Finalmente, en relación con el derecho al retorno y al restablecimiento, el mínimo al cual están obligadas las autoridades consiste en (i) no aplicar medidas de coerción para forzar a las personas a que vuelvan a su lugar de origen o a que se restablezcan en otro sitio, (ii) no impedir que las personas desplazadas retornen a su lugar de residencia habitual o se restablezcan en otro punto; (iii) proveer la información necesaria sobre las condiciones de seguridad existentes en el lugar de retorno, así como el compromiso en materia de seguridad y asistencia socioeconómica que el Estado asumirá para garantizar un retorno seguro y en condiciones dignas; (iv) abstenerse de promover el retorno o el restablecimiento cuando tal decisión implique exponer a los desplazados a un riesgo para su vida o integridad personal, y (v) proveer el apoyo necesario para que el retorno se efectúe en condiciones de seguridad y los que regresen puedan generar ingresos para subsistir autónomamente.

La Corte fija un plazo de dos meses al Consejo nacional de atención integral de la población desplazada para definir el nivel de recursos que efectivamente se destinarán a cumplir las obligaciones asumidas por el Estado, sin que los derechos mínimos anteriormente mencionados puedan dejar de ser protegidos de manera oportuna y eficaz.
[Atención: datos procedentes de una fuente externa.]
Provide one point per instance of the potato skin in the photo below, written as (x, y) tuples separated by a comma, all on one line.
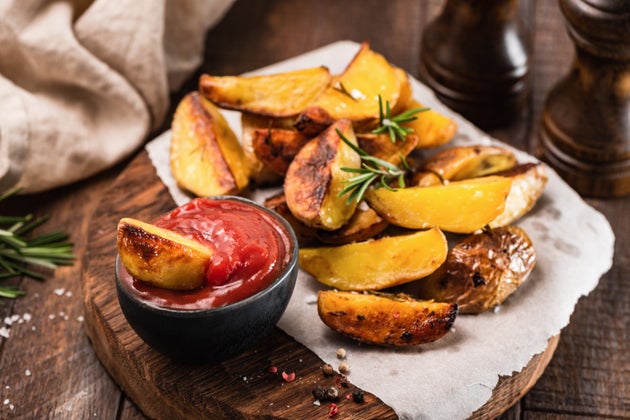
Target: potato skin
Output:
[(314, 178), (161, 257), (277, 95), (206, 158), (387, 320), (481, 271), (528, 184), (376, 264), (463, 162), (276, 147)]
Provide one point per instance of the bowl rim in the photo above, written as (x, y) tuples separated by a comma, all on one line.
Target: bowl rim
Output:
[(284, 275)]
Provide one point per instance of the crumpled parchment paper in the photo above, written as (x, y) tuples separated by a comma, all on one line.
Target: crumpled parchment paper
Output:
[(451, 378)]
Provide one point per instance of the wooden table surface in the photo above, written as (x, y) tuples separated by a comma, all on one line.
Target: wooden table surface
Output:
[(47, 365)]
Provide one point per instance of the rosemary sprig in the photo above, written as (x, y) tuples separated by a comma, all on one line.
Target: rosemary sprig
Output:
[(18, 252), (391, 124), (373, 171)]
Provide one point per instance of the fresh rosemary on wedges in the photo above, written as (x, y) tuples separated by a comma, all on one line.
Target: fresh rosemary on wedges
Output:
[(18, 252), (372, 171), (391, 124)]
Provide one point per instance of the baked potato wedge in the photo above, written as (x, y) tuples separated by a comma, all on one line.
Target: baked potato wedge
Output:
[(314, 178), (377, 263), (528, 184), (161, 257), (384, 319), (276, 95), (276, 147), (354, 94), (464, 162), (382, 147), (482, 270), (259, 172), (425, 179), (459, 207), (364, 224), (206, 158), (432, 128), (306, 235)]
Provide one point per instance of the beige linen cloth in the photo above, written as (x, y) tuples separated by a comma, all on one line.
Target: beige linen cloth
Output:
[(83, 82)]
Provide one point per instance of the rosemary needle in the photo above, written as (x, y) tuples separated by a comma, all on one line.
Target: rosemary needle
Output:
[(373, 171), (391, 124), (18, 251)]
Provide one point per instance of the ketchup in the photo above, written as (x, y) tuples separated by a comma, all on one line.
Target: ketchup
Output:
[(251, 250)]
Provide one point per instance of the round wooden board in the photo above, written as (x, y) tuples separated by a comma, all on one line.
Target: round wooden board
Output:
[(242, 387)]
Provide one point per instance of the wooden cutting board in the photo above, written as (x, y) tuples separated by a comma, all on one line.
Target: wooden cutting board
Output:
[(242, 387)]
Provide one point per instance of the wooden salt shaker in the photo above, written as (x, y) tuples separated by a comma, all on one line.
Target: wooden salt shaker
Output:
[(585, 127), (474, 57)]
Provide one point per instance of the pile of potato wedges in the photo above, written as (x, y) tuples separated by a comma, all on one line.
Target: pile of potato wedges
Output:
[(447, 235)]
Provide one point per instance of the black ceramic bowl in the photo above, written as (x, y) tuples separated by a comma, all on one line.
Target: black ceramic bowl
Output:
[(211, 334)]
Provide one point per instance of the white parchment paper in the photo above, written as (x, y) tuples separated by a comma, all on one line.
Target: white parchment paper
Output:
[(451, 378)]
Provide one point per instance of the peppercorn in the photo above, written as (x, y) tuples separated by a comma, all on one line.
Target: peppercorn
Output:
[(344, 367), (332, 394), (341, 353), (328, 370), (358, 396), (319, 393)]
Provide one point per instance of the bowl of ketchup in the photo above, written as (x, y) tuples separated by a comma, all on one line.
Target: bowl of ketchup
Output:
[(248, 282)]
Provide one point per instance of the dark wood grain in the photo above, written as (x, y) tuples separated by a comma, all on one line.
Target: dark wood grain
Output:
[(588, 375), (239, 387)]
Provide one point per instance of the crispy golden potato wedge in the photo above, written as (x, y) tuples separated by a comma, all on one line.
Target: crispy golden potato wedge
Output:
[(206, 158), (383, 319), (382, 147), (277, 95), (463, 162), (276, 147), (432, 128), (459, 207), (306, 235), (425, 179), (161, 257), (528, 184), (482, 270), (315, 178), (376, 264), (364, 224), (354, 94), (259, 173)]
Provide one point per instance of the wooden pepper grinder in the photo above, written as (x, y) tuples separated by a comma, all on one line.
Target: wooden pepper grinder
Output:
[(473, 55), (585, 127)]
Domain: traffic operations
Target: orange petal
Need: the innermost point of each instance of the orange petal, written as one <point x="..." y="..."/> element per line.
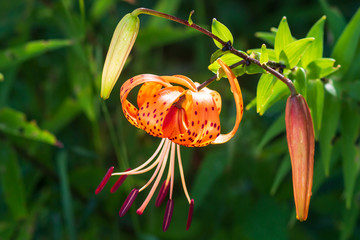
<point x="130" y="111"/>
<point x="235" y="88"/>
<point x="153" y="111"/>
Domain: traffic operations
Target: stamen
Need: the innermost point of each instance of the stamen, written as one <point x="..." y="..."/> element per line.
<point x="172" y="163"/>
<point x="163" y="165"/>
<point x="128" y="202"/>
<point x="168" y="214"/>
<point x="104" y="180"/>
<point x="136" y="170"/>
<point x="182" y="174"/>
<point x="162" y="193"/>
<point x="119" y="182"/>
<point x="191" y="209"/>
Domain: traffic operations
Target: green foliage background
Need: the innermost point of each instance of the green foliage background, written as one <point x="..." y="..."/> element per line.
<point x="51" y="60"/>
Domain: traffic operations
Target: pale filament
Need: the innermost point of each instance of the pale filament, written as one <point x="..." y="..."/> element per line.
<point x="163" y="157"/>
<point x="136" y="170"/>
<point x="182" y="174"/>
<point x="156" y="183"/>
<point x="171" y="168"/>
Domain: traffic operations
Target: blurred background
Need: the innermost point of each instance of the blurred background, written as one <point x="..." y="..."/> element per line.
<point x="58" y="138"/>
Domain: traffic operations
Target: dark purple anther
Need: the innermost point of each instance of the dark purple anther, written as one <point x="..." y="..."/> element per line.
<point x="191" y="209"/>
<point x="162" y="193"/>
<point x="168" y="214"/>
<point x="128" y="202"/>
<point x="104" y="181"/>
<point x="119" y="182"/>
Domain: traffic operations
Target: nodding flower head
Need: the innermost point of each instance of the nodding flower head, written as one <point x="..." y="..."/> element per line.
<point x="188" y="117"/>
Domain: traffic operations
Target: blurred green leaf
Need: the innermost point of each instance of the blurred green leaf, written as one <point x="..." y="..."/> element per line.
<point x="300" y="82"/>
<point x="281" y="173"/>
<point x="15" y="55"/>
<point x="328" y="129"/>
<point x="315" y="50"/>
<point x="209" y="172"/>
<point x="275" y="129"/>
<point x="264" y="57"/>
<point x="315" y="100"/>
<point x="295" y="50"/>
<point x="321" y="68"/>
<point x="269" y="91"/>
<point x="349" y="128"/>
<point x="12" y="183"/>
<point x="336" y="19"/>
<point x="344" y="49"/>
<point x="62" y="160"/>
<point x="222" y="32"/>
<point x="283" y="37"/>
<point x="14" y="123"/>
<point x="268" y="37"/>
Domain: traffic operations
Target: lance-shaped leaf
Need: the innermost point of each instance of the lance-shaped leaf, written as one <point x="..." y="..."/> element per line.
<point x="315" y="50"/>
<point x="295" y="50"/>
<point x="221" y="31"/>
<point x="283" y="37"/>
<point x="300" y="137"/>
<point x="14" y="123"/>
<point x="120" y="46"/>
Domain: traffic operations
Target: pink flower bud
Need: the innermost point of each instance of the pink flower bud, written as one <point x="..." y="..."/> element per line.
<point x="121" y="44"/>
<point x="300" y="138"/>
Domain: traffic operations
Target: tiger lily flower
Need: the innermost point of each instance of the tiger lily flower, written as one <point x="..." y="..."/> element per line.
<point x="187" y="117"/>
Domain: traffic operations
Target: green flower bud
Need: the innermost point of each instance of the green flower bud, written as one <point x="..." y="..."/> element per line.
<point x="121" y="44"/>
<point x="300" y="138"/>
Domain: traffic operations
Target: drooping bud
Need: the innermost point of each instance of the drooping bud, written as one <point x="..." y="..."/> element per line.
<point x="120" y="46"/>
<point x="168" y="214"/>
<point x="104" y="180"/>
<point x="300" y="138"/>
<point x="128" y="202"/>
<point x="120" y="181"/>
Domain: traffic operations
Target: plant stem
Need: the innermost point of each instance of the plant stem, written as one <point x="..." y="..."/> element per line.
<point x="270" y="70"/>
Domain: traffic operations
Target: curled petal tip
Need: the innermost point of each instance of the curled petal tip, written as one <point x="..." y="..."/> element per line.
<point x="104" y="180"/>
<point x="301" y="144"/>
<point x="120" y="46"/>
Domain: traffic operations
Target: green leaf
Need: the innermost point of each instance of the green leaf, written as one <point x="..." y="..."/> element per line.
<point x="328" y="129"/>
<point x="283" y="37"/>
<point x="12" y="183"/>
<point x="344" y="50"/>
<point x="349" y="128"/>
<point x="269" y="91"/>
<point x="14" y="123"/>
<point x="295" y="50"/>
<point x="221" y="31"/>
<point x="315" y="50"/>
<point x="300" y="82"/>
<point x="275" y="129"/>
<point x="268" y="37"/>
<point x="15" y="55"/>
<point x="264" y="57"/>
<point x="315" y="101"/>
<point x="337" y="21"/>
<point x="321" y="68"/>
<point x="283" y="170"/>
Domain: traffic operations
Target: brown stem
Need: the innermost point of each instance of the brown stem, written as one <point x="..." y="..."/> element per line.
<point x="275" y="73"/>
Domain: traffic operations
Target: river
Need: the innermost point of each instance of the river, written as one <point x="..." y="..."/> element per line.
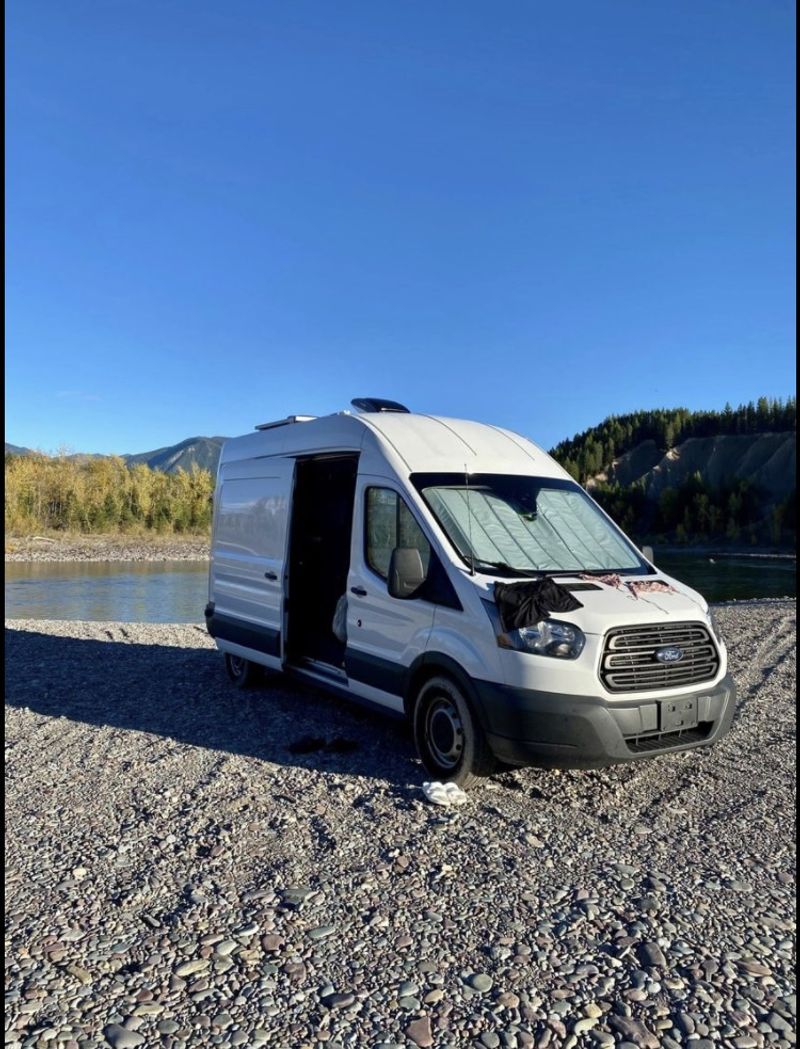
<point x="175" y="592"/>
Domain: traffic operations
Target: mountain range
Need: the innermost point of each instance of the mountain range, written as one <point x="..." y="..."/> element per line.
<point x="765" y="459"/>
<point x="202" y="452"/>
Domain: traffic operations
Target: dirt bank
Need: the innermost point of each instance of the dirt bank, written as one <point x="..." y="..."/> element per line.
<point x="191" y="865"/>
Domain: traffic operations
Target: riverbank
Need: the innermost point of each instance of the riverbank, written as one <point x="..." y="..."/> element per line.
<point x="190" y="864"/>
<point x="709" y="550"/>
<point x="108" y="548"/>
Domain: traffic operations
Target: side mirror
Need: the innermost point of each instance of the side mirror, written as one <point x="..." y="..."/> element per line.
<point x="406" y="572"/>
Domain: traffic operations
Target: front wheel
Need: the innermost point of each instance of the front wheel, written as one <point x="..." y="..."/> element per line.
<point x="449" y="739"/>
<point x="241" y="671"/>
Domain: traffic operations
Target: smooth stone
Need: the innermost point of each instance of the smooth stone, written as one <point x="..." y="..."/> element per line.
<point x="419" y="1032"/>
<point x="480" y="982"/>
<point x="321" y="933"/>
<point x="122" y="1037"/>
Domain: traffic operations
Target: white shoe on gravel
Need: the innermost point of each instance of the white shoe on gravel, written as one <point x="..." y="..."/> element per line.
<point x="444" y="794"/>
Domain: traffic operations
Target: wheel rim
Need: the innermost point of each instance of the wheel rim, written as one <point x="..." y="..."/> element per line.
<point x="237" y="665"/>
<point x="444" y="731"/>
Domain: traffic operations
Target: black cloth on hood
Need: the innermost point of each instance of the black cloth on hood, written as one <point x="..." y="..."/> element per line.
<point x="530" y="602"/>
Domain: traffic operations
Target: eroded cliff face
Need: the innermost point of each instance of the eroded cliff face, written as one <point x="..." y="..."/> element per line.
<point x="766" y="459"/>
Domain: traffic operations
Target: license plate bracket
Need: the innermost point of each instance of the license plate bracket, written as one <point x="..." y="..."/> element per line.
<point x="679" y="714"/>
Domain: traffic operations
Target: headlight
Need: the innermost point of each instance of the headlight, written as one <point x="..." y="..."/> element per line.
<point x="547" y="638"/>
<point x="715" y="626"/>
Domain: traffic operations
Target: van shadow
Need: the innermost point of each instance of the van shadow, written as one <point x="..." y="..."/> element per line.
<point x="185" y="694"/>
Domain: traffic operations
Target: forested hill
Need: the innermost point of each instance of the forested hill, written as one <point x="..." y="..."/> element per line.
<point x="593" y="452"/>
<point x="677" y="475"/>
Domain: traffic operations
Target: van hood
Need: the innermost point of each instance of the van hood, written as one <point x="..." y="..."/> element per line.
<point x="609" y="606"/>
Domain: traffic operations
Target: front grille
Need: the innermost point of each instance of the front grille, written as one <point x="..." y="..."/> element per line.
<point x="629" y="663"/>
<point x="663" y="741"/>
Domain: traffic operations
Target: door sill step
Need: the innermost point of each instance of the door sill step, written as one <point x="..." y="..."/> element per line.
<point x="323" y="669"/>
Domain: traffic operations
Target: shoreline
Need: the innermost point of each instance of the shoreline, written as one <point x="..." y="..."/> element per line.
<point x="107" y="548"/>
<point x="196" y="548"/>
<point x="169" y="840"/>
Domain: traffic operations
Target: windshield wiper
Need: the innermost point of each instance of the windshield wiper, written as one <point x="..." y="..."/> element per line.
<point x="474" y="562"/>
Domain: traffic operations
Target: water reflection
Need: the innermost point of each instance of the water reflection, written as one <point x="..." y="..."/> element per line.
<point x="165" y="592"/>
<point x="176" y="592"/>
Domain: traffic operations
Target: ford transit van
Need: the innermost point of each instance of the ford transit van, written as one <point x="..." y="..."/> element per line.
<point x="453" y="573"/>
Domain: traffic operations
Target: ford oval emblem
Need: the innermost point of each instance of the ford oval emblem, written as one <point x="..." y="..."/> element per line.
<point x="669" y="655"/>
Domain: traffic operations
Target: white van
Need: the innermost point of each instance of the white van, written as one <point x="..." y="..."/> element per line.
<point x="439" y="548"/>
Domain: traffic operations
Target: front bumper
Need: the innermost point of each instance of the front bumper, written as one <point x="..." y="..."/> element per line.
<point x="553" y="730"/>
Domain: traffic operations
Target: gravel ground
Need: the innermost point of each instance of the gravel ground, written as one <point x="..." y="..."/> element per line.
<point x="108" y="548"/>
<point x="191" y="865"/>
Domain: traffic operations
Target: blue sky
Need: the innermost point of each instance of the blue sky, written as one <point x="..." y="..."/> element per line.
<point x="531" y="213"/>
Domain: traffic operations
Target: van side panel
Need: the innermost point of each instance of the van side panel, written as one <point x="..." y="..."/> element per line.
<point x="249" y="553"/>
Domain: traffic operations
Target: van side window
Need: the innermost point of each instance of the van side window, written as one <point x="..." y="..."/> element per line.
<point x="390" y="523"/>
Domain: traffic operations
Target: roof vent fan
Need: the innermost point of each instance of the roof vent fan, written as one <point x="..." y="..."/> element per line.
<point x="376" y="404"/>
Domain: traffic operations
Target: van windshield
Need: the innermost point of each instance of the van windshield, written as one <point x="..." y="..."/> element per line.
<point x="509" y="525"/>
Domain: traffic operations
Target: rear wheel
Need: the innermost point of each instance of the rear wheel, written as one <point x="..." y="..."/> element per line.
<point x="449" y="739"/>
<point x="241" y="671"/>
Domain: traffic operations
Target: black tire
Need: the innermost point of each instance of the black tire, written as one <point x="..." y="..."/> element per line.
<point x="449" y="739"/>
<point x="241" y="671"/>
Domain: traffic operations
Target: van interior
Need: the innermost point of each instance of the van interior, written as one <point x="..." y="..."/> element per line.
<point x="319" y="557"/>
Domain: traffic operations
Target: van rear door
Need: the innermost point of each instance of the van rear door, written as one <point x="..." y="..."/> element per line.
<point x="249" y="553"/>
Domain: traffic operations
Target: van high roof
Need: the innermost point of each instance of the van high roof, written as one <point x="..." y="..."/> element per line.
<point x="413" y="443"/>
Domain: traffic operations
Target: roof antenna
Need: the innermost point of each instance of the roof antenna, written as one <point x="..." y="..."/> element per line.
<point x="469" y="521"/>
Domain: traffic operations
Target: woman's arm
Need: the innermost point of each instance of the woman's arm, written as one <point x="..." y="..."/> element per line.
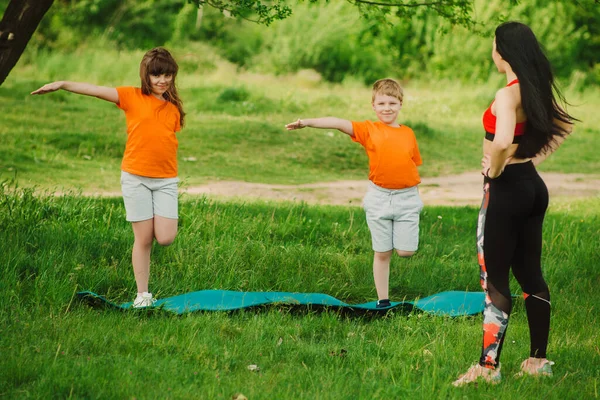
<point x="506" y="120"/>
<point x="342" y="125"/>
<point x="101" y="92"/>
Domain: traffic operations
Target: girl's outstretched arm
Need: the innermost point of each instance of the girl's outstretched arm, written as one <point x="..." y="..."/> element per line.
<point x="101" y="92"/>
<point x="342" y="125"/>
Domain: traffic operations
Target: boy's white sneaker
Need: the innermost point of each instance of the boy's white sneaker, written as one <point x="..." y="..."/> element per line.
<point x="143" y="300"/>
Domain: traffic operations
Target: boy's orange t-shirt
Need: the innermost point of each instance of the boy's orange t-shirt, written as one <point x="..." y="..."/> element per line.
<point x="151" y="148"/>
<point x="393" y="153"/>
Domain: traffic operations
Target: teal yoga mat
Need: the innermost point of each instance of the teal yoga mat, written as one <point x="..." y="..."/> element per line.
<point x="453" y="303"/>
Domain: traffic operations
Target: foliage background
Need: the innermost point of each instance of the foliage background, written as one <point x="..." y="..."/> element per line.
<point x="331" y="37"/>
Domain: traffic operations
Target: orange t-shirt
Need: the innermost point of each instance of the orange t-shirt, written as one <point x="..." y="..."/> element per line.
<point x="393" y="153"/>
<point x="151" y="148"/>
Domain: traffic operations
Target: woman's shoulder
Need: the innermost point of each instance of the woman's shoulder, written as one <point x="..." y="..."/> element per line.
<point x="509" y="96"/>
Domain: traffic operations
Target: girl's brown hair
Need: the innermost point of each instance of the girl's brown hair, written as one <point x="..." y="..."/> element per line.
<point x="159" y="61"/>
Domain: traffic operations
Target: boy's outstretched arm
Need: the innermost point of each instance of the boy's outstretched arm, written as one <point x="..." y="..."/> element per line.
<point x="101" y="92"/>
<point x="342" y="125"/>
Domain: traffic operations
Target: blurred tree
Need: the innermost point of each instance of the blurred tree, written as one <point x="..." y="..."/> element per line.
<point x="20" y="20"/>
<point x="22" y="17"/>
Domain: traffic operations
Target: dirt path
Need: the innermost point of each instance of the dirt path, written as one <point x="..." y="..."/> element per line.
<point x="463" y="189"/>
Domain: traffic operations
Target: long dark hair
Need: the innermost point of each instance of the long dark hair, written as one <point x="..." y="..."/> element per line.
<point x="518" y="46"/>
<point x="159" y="61"/>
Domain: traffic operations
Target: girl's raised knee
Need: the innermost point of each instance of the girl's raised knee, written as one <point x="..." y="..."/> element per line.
<point x="404" y="253"/>
<point x="165" y="241"/>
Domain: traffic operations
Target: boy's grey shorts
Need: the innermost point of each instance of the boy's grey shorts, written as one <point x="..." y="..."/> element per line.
<point x="393" y="217"/>
<point x="146" y="197"/>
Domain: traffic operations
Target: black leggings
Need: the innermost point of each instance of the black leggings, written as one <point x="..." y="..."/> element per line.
<point x="510" y="235"/>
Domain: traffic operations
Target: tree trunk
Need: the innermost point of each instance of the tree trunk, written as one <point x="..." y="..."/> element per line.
<point x="20" y="20"/>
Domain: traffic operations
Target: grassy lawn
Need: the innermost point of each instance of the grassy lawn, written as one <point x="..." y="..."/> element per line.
<point x="52" y="247"/>
<point x="235" y="125"/>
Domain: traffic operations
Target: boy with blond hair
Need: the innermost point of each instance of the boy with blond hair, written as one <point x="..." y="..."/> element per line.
<point x="392" y="203"/>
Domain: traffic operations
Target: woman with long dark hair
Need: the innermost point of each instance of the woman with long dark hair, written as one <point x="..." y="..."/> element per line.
<point x="524" y="125"/>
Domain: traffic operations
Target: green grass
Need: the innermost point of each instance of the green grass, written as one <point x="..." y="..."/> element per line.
<point x="51" y="247"/>
<point x="52" y="344"/>
<point x="235" y="124"/>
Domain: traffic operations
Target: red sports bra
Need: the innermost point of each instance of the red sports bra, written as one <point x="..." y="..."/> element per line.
<point x="489" y="123"/>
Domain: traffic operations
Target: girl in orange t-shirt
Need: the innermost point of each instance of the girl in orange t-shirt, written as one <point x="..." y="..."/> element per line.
<point x="154" y="114"/>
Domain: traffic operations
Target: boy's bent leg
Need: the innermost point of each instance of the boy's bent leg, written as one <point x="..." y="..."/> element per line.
<point x="381" y="273"/>
<point x="143" y="232"/>
<point x="165" y="230"/>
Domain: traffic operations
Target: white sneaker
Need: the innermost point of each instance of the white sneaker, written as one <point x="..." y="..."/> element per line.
<point x="143" y="300"/>
<point x="477" y="372"/>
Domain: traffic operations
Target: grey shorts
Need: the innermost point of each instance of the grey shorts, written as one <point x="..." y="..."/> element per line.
<point x="146" y="197"/>
<point x="393" y="217"/>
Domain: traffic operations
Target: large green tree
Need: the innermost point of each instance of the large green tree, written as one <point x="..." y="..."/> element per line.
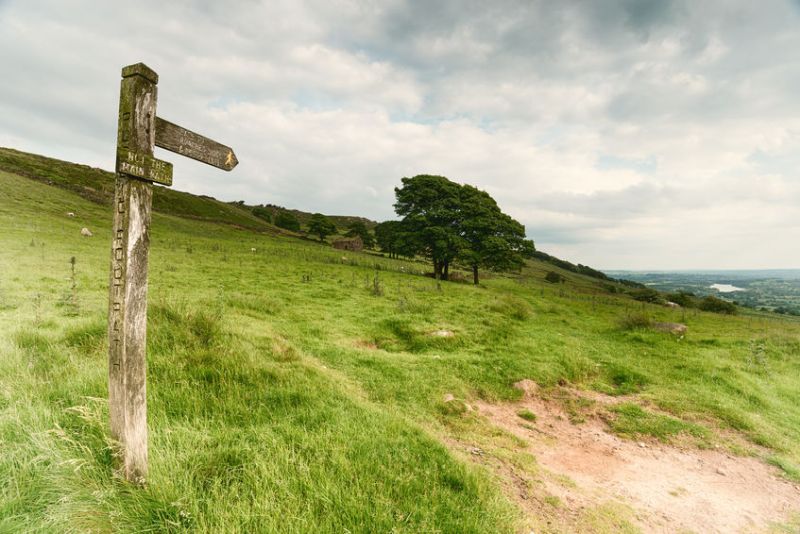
<point x="321" y="226"/>
<point x="491" y="239"/>
<point x="430" y="208"/>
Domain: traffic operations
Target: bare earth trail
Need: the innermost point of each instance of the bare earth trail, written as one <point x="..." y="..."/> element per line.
<point x="670" y="489"/>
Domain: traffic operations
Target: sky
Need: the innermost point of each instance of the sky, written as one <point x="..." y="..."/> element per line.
<point x="624" y="134"/>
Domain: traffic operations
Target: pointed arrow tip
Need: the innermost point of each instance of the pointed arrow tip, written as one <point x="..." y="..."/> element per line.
<point x="231" y="161"/>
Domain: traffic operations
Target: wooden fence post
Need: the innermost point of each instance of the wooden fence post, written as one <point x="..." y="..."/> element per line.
<point x="127" y="379"/>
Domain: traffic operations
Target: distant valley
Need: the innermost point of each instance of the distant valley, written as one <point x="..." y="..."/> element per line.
<point x="769" y="289"/>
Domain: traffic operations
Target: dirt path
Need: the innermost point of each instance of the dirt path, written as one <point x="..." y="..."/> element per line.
<point x="670" y="489"/>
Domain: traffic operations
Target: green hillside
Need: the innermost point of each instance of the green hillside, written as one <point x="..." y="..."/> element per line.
<point x="97" y="185"/>
<point x="294" y="388"/>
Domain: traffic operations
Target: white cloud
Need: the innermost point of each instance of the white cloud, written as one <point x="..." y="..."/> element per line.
<point x="631" y="134"/>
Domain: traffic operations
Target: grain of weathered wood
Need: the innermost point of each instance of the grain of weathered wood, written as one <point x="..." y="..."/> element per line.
<point x="144" y="167"/>
<point x="192" y="145"/>
<point x="127" y="382"/>
<point x="139" y="130"/>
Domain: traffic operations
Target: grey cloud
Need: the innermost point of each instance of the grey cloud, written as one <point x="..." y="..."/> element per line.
<point x="692" y="104"/>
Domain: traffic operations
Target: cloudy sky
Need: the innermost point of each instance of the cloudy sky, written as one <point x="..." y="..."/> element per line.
<point x="623" y="133"/>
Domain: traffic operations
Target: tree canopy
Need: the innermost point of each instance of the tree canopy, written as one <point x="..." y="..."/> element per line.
<point x="445" y="222"/>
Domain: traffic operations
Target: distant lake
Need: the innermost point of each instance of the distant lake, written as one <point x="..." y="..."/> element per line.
<point x="726" y="288"/>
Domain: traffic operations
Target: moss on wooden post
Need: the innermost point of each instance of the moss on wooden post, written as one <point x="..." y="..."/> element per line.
<point x="127" y="330"/>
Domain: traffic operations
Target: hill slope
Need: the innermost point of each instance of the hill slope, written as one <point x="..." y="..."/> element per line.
<point x="294" y="389"/>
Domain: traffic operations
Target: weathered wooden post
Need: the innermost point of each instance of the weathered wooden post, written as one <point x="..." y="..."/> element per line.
<point x="138" y="131"/>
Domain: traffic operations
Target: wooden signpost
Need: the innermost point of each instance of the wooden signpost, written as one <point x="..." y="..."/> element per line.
<point x="138" y="132"/>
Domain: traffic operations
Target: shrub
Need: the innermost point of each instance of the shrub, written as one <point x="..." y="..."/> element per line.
<point x="263" y="213"/>
<point x="635" y="321"/>
<point x="553" y="277"/>
<point x="717" y="305"/>
<point x="646" y="295"/>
En caso de que sea necesario redefinir prioridades y modificar algunos aspectos de la política estatal para cumplir esta orden, se concederá al mismo consejo un plazo de un año para este efecto, durante el cual en todo caso se habrán de respetar los mínimos señalados.

Con el fin de que garanticen los derechos de los tutelantes también ordenará que se dé respuesta de fondo, completa y oportuna a las peticiones de ayuda que originaron la presente demanda, siguiendo los lineamientos señalados por la jurisprudencia de la Corte.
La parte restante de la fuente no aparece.